Almost all biological processes involve the interactions and communication between many molecules, such as all the Fc receptors to antibodies, the extensive combinations of peptide/MHC/T-cell receptor interactions required for effective CART therapy, on- and off-target interactions with the ~400 kinases or the ~600 E3 ligases in the human proteome, etc. The ability of HT-SPR to survey the interactions of analytes with hundreds of different binding partners simultaneously will speed researchers’ abilities to develop a more comprehensive understanding of systems with many inputs and outputs. This will drive biological insights, screen drug candidates more quickly, and understand drug candidates’ interactions with patient’s biology so therapeutics can be safer and more effective with less attrition during clinical trials.

What advice would you give to labs considering integrating high-throughput SPR into their workflows?

It’s important for groups using this technology to consider the impact on their upstream and downstream processes so they can take full advantage of what HT-SPR has to offer. As with all methods, the sample preparation workflows that serve you well at smaller-scale break down when you try to scale up a few fold, much less 100-fold or more. 

Learn from your instrument demonstration activities and take some time to redevelop your processes so that you can “feed the beast.” It’s sort of like installing an oven that can bake 100 cakes at once. It’s easy on paper to scale the recipe 100-fold and say, “Ok, we need 200 cups of sugar, 12.5 gallons of milk, 17 dozen eggs,” but already you’re in trouble if you don’t prepare the rest of your kitchen with the right amount of storage and new equipment to handle all of that.  Taking time to reimagine and prepare your pipeline to make full use of HT-SPR will let you have all your cakes and eat them too.

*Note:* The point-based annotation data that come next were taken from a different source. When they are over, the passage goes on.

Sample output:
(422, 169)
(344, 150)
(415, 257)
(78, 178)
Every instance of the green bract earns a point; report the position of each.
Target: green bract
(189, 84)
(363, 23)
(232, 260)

Bio: Anthony Giannetti, PhD, associate director, applications, Carterra, got his start in biophysics and structural biology while earning his B.S. in chemistry at the University of California at Santa Barbara. He earned his PhD in biochemistry and molecular biophysics at the California Institute of Technology before joining Roche, Palo Alto, in 2005. Since then, he has worked at Genentech, Google[X], and their spin-out Verily, and contributed novel biophysical approaches in clinical pharmacology leading to the approval of Erivdge (visomodegib), the first treatment for metastatic basal-cell carcinoma. He brings to Carterra over 20 years of experience in the use of biophysical approaches to drug discovery.